Monday, 3 June 2013

Best Investment Strategy For Most People

The best investment strategy for most people is to KEEP IT SIMPLE. Don't complicate things when investing money or you'll likely feel uncomfortable and lose interest. Here we offer a simple solution for both choosing investment options and asset allocation.
The best investment options for most people who want simplicity: index funds. You don't need to worry about fund performance since these are mutual funds that track a stock or bond index. Plus, the cost of investing money is low if you go with a major no-load fund company.
The other half of the investment strategy equation is called asset allocation. To keep it real simple, you will be investing in three different types of mutual funds: stock index funds, bond index funds and money market funds. How much (what percent of your total investment assets) should you invest in each?
Best investment strategy for most people: 50% to stock index funds and the rest split evenly between bond index funds and money market funds. Investing money with this asset allocation puts half of your money at risk in an attempt to make greater profits. The other half is safer and pays interest in the form of dividends.
Your bond fund will generally pay more interest, and you will benefit when interest rates are stable or falling. When interest rates rise expect losses in any bond investment. Money market funds, on the other hand, benefit when rates go up and rarely (if ever) fluctuate in value.
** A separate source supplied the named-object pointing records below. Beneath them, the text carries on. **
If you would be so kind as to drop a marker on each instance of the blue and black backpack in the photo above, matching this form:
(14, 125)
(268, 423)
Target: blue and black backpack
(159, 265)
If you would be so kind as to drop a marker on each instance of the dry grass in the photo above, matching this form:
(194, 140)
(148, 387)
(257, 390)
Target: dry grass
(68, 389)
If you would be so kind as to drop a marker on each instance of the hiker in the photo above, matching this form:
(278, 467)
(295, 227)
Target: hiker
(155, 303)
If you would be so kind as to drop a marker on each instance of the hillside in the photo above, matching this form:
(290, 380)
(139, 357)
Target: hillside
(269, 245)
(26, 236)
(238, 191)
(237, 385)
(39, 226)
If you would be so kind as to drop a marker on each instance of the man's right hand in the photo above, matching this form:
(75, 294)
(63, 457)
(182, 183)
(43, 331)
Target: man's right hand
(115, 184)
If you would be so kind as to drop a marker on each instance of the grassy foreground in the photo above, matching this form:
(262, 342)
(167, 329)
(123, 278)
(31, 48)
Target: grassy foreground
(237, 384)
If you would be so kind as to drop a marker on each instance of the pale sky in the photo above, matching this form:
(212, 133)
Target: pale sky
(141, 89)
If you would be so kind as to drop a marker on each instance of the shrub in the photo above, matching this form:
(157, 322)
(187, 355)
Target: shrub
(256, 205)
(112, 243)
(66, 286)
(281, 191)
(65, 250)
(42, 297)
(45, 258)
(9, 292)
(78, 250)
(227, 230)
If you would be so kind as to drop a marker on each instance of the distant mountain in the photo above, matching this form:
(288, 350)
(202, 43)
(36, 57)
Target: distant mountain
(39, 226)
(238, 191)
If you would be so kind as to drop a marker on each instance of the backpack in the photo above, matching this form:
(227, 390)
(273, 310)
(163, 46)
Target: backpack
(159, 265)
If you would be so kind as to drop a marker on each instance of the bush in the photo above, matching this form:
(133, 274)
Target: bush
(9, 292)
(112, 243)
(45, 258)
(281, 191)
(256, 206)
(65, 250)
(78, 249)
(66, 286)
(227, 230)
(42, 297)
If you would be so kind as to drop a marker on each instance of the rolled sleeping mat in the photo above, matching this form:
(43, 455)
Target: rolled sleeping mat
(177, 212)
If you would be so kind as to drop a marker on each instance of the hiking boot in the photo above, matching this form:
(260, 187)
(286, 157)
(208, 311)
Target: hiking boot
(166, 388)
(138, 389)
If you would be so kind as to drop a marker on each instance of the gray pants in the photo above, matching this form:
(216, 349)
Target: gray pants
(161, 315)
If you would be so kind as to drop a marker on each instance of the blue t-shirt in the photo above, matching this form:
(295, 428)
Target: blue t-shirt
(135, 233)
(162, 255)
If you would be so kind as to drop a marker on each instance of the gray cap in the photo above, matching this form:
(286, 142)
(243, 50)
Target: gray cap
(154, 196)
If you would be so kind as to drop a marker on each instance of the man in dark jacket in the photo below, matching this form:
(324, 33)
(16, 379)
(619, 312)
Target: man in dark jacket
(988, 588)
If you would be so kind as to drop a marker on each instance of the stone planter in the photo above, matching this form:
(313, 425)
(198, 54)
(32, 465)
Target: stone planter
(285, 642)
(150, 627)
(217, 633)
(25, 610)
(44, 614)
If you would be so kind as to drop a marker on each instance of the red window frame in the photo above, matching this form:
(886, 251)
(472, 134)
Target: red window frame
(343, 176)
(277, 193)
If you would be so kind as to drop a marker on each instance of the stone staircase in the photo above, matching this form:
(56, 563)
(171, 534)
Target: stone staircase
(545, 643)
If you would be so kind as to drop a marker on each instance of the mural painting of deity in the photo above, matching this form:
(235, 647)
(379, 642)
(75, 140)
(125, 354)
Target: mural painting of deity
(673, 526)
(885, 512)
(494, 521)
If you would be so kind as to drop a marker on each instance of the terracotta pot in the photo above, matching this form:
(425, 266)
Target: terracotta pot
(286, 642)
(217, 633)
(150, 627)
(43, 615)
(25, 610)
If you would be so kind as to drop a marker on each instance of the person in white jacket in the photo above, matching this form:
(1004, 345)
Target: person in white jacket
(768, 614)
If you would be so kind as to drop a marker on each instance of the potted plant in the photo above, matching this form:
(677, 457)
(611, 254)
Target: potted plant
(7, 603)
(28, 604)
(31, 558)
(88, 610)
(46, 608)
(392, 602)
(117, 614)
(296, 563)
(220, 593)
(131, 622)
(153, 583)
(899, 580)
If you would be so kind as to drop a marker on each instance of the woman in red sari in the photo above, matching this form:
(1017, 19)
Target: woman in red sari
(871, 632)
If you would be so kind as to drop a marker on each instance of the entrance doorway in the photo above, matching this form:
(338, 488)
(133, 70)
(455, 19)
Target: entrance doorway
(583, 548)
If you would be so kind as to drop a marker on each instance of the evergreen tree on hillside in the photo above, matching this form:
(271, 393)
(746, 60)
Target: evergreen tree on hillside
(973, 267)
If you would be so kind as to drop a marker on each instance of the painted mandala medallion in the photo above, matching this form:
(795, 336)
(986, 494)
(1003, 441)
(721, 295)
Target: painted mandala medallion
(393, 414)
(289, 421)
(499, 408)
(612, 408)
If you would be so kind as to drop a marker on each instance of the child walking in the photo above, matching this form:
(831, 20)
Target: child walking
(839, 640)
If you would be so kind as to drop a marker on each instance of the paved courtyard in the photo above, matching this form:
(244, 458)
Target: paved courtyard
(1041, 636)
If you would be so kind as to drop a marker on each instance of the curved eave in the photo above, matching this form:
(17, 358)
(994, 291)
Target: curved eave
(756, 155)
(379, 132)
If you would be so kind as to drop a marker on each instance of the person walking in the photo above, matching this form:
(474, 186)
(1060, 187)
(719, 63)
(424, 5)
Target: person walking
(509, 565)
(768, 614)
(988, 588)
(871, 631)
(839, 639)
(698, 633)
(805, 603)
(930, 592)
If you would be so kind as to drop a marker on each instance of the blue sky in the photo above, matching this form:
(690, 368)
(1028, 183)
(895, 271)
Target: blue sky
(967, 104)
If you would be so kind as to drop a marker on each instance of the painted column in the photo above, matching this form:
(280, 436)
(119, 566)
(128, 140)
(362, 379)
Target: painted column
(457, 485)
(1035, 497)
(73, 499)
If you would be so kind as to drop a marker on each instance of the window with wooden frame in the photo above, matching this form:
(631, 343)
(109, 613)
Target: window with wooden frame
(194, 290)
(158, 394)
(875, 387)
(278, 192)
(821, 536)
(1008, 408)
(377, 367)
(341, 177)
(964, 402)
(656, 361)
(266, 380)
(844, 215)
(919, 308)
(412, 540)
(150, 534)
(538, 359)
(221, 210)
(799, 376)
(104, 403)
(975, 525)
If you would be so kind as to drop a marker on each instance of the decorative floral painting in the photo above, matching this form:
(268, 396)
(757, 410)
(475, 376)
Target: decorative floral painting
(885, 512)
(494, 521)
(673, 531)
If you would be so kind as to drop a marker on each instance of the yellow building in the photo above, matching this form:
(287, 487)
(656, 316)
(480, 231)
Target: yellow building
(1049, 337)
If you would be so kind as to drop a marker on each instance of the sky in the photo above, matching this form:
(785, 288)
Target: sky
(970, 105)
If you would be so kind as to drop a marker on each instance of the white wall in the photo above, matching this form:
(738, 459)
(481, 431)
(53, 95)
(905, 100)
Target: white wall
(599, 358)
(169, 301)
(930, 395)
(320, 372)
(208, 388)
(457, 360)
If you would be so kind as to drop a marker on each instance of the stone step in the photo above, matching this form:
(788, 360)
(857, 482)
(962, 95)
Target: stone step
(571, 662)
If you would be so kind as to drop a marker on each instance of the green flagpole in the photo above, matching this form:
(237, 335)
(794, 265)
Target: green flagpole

If you want higher safety put more money in your money market fund than in your bond fund. For greater income in this safer half of your portfolio, invest more in your bond fund. Otherwise just go with our original asset allocation above.
Now, you know how to set things up. But to have a complete investment strategy you need to manage things over time. We'll keep this simple as well.
Don't let your allocation numbers get out of line as time goes by. If you started investing money with 50% in stock index funds and the other half evenly split as suggested ... keep it that way. At least once a year review your progress and your percentages. Move money around when necessary.
For example, you see that your stock fund accounts for only 45% of your total vs. your original allocation of 50%. Move money from your other two investment options to get back on track.
Why I call this the best investment strategy for most people: It's easy to set up and implement; and you can make better returns than many investors without the risk of taking huge losses like many do in a year like 2008.